Leigh Alexander

Personal information
- Full name: Leigh Arbuthnot Alexander
- Born: 4 July 1898 Umzinto, Natal, South Africa
- Died: 28 April 1943 (aged 44) Chindwin, British Burma

Career statistics
| Competition | FC |
| Matches | 3 |
| Runs scored | 79 |
| Batting average | 15.80 |
| 100s/50s | -/- |
| Top score | 20 |
| Balls bowled | 0 |
| Wickets | 0 |
| Bowling average | – |
| 5 wickets in innings | – |
| 10 wickets in match | – |
| Best bowling | – |
| Catches/stumpings | 1/– |
- Source: CricketArchive, 14 January 2011

= Leigh Alexander =

South African cricketer

Lieutenant-Colonel Leigh Arbuthnot Alexander (4 July 1898 - 28 April 1943) was a British Army officer and cricketer.

==Early life==
Alexander was the son of Major William Alexander and Ethel Rubina Arbuthnot and brother of Gilbert Alexander. He was born at Umzinto, Colony of Natal, South Africa.

==Military career==
Alexander joined the Gurkhas on 11 May 1917 during the First World War and first saw service on the North West Frontier. He was commissioned into the British Indian Army on the 27 October 1917. He was promoted to Captain in 1922 and to Major in 1935.
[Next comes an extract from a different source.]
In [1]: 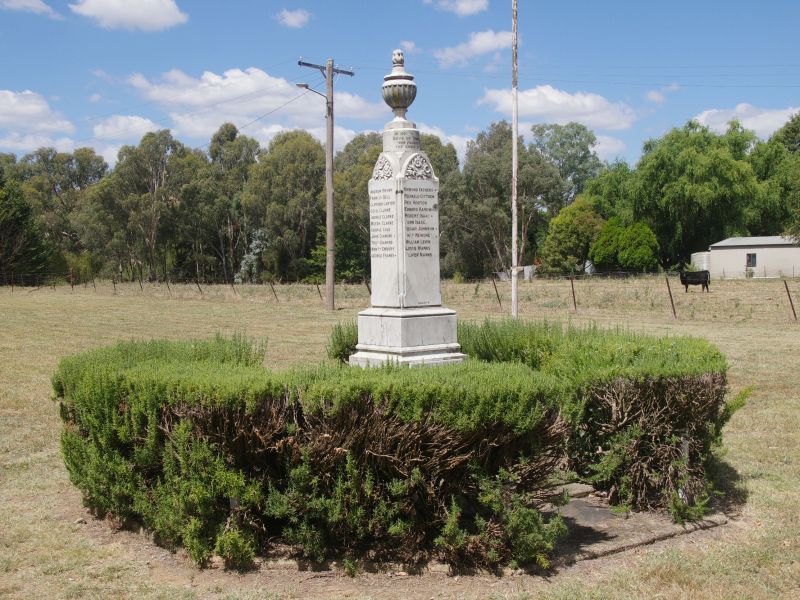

In the Second World War he commanded the 3rd Battalion, 2nd Gurkha Rifles, and took part in the 1st Chindit expedition, a deep penetration raid behind Japanese lines, with the 77th Indian Infantry Brigade, when he died during the operation. His is buried in Taukkyan War Cemetery.

==Cricket==
He played first-class cricket in three matches in the 1920s.